On the home front, the road work crew started putting in the forms for the new curbs all down Neron Place on Friday. That's somewhat encouraging, but it also means that nobody who lives on the three blocks can park their cars, or get into their driveways, so cars are parked all over the place. Complicating that is the fact that to date we have still had no garbage or trash pickup. 

Overflowing garbage bins are lined up on the corners next to bags of hurricane debris and large piles of tree limbs and stuff. The last time our garbage was picked up was some time in late August, well before Hurricane Ida. The cans are of course full of maggots and are pretty disgusting at this point.

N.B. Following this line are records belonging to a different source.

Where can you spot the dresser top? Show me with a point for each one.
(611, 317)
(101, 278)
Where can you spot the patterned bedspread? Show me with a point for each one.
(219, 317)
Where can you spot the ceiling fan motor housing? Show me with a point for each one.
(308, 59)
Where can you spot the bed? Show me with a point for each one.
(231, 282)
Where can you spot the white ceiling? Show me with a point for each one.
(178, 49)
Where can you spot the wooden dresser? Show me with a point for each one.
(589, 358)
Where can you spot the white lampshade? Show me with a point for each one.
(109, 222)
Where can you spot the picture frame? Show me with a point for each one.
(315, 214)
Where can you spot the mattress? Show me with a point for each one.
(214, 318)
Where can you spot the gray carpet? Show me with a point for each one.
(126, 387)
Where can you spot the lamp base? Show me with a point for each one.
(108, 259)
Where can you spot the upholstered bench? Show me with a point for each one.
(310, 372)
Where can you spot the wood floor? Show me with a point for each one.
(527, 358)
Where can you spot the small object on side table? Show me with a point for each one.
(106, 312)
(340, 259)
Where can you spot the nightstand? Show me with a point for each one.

So last weekend there was this century ride over in Mississippi that I was kind of thinking about doing, but the weather forecast was not promising for either Saturday or Sunday. There was an idea to do a northshore ride, but nobody really wanted to commit, considering the chance of being caught in thunderstorms out in the middle of nowhere. The best option seemed to be to stay close to home and be flexible. That meant doing the Saturday Giro Ride, which thankfully escaped the rain, and then on Sunday deciding to do a "long" Giro out to Fort Pike. That adds a few miles and for me makes for an 80 mile day. For that we ended up with just five - Charles, Rich, Bo, Pat, and me. It turned out to be a really nice morning with mostly clear skies until the clouds started developing as we made our way back, pushed along by a nice little tailwind. Somehow, thanks to being able to be flexible about when and where I rode, I managed a fairly normal weekly mileage 270.